On July 22, Anders Behring Breivik opened fire on the island of Utøya and killed 69 people, most of them teeenagers, who were attending a summer retreat run by the Norwegian Labour Party’s youth wing (AUF).
The gunman described the attack as a “cruel” but “necessary” as part of his campaign against Muslim immigration to western Europe.
“We are gathered to show our sympathy to our sister organisation AUF,” Guteland told the crowd of around 500 members between the ages of 13 and 30.
“No one should be afraid to stand up for their opinions, no one should be afraid to gather to change the world,” she said, encouraging the delegates to carry on with their political involvement.
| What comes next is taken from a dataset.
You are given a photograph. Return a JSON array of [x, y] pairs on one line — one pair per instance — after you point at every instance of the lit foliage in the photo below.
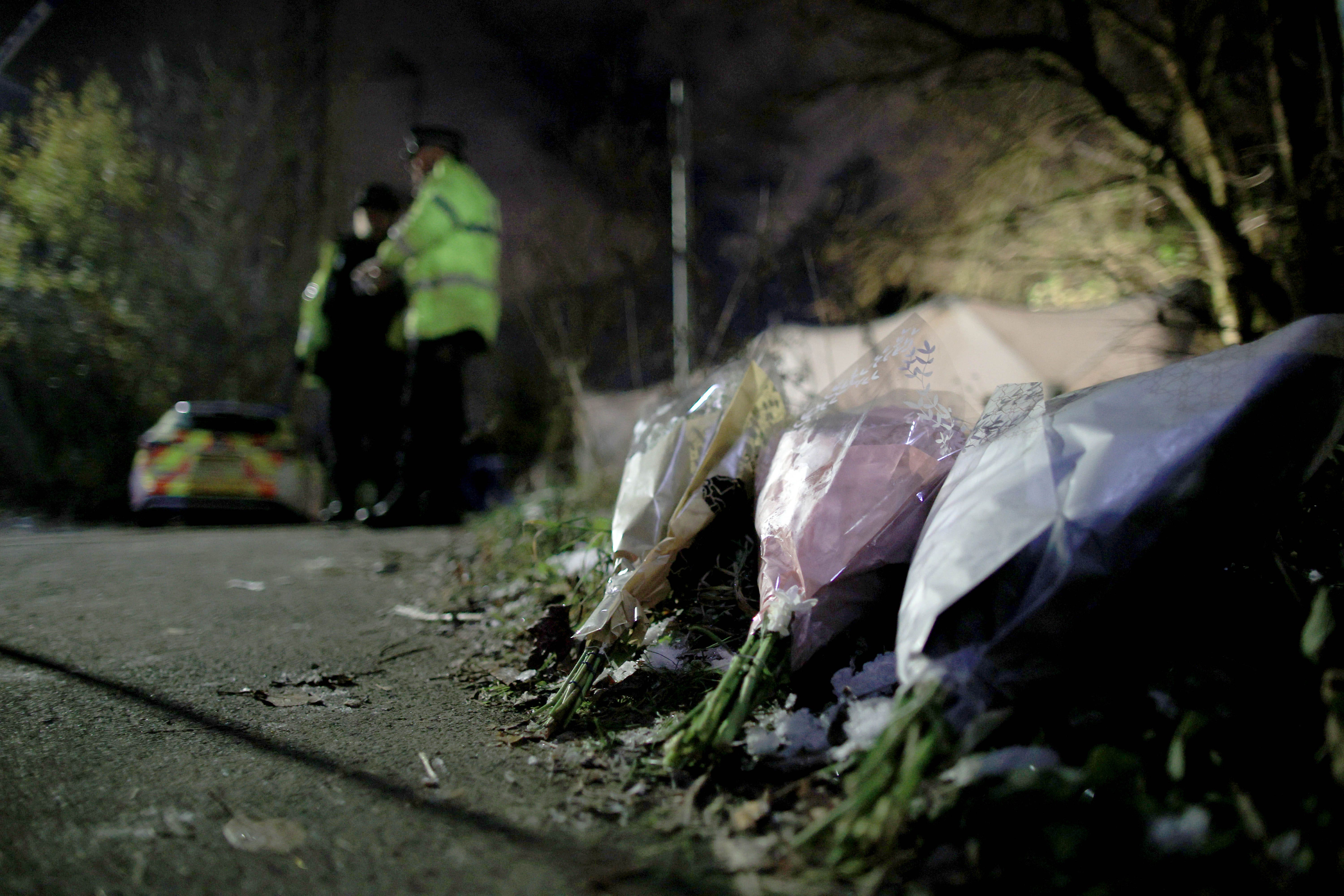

Her speech ended with a minute of silence.
Guteland had told AFP last week SSU was always in contact with police for large events and would not say if extra measures were taking following the massacre on Utøya.
On Tuesday, a metal detector stood at the entrance of the congress hall and security guards checked delegates’ bags. Two policemen were seen in the area.
Joel Harde, a 22-year-old student who had travelled from the southwestern city of Gothenburg for the congress, said he had not been afraid to come, and that the attacks on Utøya had strengthened his political commitment.
“I feel we can do even more to disseminate our political views, our values,” said the tall blond young man, wearing an “SSU Göteborg” t-shirt.
“It’s very emotional. A lot of us had friends who were there,” he told AFP, adding: “All of those I knew personally survived … but a lot of my friends had friends who were murdered and that is horrible.”
Harde acknowledged he fought back tears when former Social Democrat leader Mona Sahlin described her own memories of attending a Labour Party summer camp on the island where the massacre took place.
She described her 19-year-old self on Utøya, laughing and vowing a lifetime of friendship with “a blond girl with huge glasses and a dark-haired young man with beautiful eyes.”
The blond girl, she said, was Anna Lindh, who was murdered in 2003 while serving as Sweden’s foreign minister, and the dark-haired 17-year-old was Jens Stoltenberg, now Norway’s prime minister.
After Sahlin’s speech, former SSU leaders gathered on stage and lit candles.